Re: [PATCH] mtd: nand: raw: qcom_nandc: Don't clear_bam_transaction on READID

Konrad Dybcio <konrad.dybcio@xxxxxxxxxxxxxx> · Mon, 31 Jan 2022 20:54:12 +0100

On 31/01/2022 15:13, Sricharan Ramabadhran wrote:
Hi Konrad,

On 1/31/2022 3:39 PM, Konrad Dybcio wrote:

On 28/01/2022 18:50, Sricharan Ramabadhran wrote:
Hi Konrad,

On 1/28/2022 9:55 AM, Sricharan Ramabadhran wrote:
Hi Miquel,

On 1/26/2022 4:12 PM, Miquel Raynal wrote:
Hi Mani,

mani@xxxxxxxxxx wrote on Wed, 26 Jan 2022 16:03:16 +0530:

On Wed, Jan 26, 2022 at 11:16:13AM +0100, Miquel Raynal wrote:
Hello,

miquel.raynal@xxxxxxxxxxx wrote on Fri, 14 Jan 2022 08:27:18 +0100:
Hi Konrad,

konrad.dybcio@xxxxxxxxxxxxxx wrote on Thu, 13 Jan 2022 19:44:26 
+0100:
While I have absolutely 0 idea why and how, running 
clear_bam_transaction
when READID is issued makes the DMA totally clog up and refuse 
to function
at all on mdm9607. In fact, it is so bad that all the data 
gets garbled
and after a short while in the nand probe flow, the CPU 
decides that
sepuku is the only option.

Removing _READID from the if condition makes it work like a 
charm, I can
read data and mount partitions without a problem.

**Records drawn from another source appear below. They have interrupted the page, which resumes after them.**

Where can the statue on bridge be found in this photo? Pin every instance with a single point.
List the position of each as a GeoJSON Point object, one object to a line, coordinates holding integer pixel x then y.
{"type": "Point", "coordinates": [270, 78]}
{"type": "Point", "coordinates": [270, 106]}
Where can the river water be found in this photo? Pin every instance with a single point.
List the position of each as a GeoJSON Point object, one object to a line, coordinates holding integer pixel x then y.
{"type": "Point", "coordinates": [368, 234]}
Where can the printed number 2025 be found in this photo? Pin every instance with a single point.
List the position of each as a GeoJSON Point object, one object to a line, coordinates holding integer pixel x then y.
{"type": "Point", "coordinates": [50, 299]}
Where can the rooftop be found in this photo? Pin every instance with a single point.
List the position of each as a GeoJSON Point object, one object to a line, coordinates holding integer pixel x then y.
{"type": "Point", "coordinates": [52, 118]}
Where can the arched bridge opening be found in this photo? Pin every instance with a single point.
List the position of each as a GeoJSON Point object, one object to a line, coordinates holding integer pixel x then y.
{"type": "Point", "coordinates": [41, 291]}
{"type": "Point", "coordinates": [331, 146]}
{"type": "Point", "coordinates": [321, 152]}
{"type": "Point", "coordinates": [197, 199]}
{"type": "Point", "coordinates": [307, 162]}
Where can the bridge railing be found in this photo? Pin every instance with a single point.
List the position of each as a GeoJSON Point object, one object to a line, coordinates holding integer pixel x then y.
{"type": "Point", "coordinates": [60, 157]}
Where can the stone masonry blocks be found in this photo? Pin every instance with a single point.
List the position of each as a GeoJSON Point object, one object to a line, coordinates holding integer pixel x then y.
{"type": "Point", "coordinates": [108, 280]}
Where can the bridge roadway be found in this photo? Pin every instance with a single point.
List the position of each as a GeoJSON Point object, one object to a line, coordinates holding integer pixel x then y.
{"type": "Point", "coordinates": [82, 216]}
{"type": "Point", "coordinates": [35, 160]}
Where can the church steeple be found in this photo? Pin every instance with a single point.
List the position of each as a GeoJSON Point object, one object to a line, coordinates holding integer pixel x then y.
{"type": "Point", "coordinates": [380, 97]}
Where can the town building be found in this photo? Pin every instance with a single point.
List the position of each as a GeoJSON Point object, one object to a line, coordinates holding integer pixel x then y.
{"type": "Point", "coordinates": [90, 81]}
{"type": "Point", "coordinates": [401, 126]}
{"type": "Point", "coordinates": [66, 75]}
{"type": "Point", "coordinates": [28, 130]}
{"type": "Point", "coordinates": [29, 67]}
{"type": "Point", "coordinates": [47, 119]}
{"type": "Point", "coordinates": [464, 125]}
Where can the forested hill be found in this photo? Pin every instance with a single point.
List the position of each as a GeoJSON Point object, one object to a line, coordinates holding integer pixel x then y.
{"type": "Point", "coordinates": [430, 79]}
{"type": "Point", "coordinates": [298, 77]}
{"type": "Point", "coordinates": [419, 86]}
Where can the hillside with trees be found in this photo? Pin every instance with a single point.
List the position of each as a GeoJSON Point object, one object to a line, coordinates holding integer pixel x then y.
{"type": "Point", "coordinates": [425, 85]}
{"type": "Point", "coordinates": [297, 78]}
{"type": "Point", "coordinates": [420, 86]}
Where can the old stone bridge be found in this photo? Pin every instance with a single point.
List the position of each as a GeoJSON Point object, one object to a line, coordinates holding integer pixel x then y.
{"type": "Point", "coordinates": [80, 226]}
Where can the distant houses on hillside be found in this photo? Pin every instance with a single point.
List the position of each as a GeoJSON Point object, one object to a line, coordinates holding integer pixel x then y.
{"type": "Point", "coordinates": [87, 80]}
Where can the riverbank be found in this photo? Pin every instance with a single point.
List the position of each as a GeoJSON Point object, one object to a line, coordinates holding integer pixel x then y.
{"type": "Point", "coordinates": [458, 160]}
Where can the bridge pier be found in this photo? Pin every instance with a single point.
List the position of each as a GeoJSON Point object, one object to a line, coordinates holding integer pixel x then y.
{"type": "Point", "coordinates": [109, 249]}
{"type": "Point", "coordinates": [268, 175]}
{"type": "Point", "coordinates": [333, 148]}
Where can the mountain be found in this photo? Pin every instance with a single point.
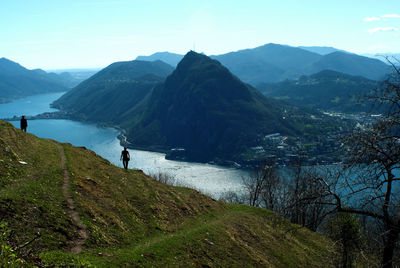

Signed-off-by: Konrad Dybcio <konrad.dybcio@xxxxxxxxxxxxxx>
---
This is totally just an observation which took me an inhumane 
amount of
debug prints to find.. perhaps there's a better reason behind 
this, but
I can't seem to find any answers.. Therefore, this is a BIG RFC!
I'm adding two people from codeaurora who worked a lot on this 
driver.
Hopefully they will have an idea :)
Sadre, I've spent a significant amount of time reviewing your 
patches,
now it's your turn to not take a month to answer to your peers
proposals.

Please help reviewing this patch.
Sorry. I was hoping that Qcom folks would chime in as I don't 
have any idea
about the mdm9607 platform. It could be that the mail server 
migration from
codeaurora to quicinc put a barrier here.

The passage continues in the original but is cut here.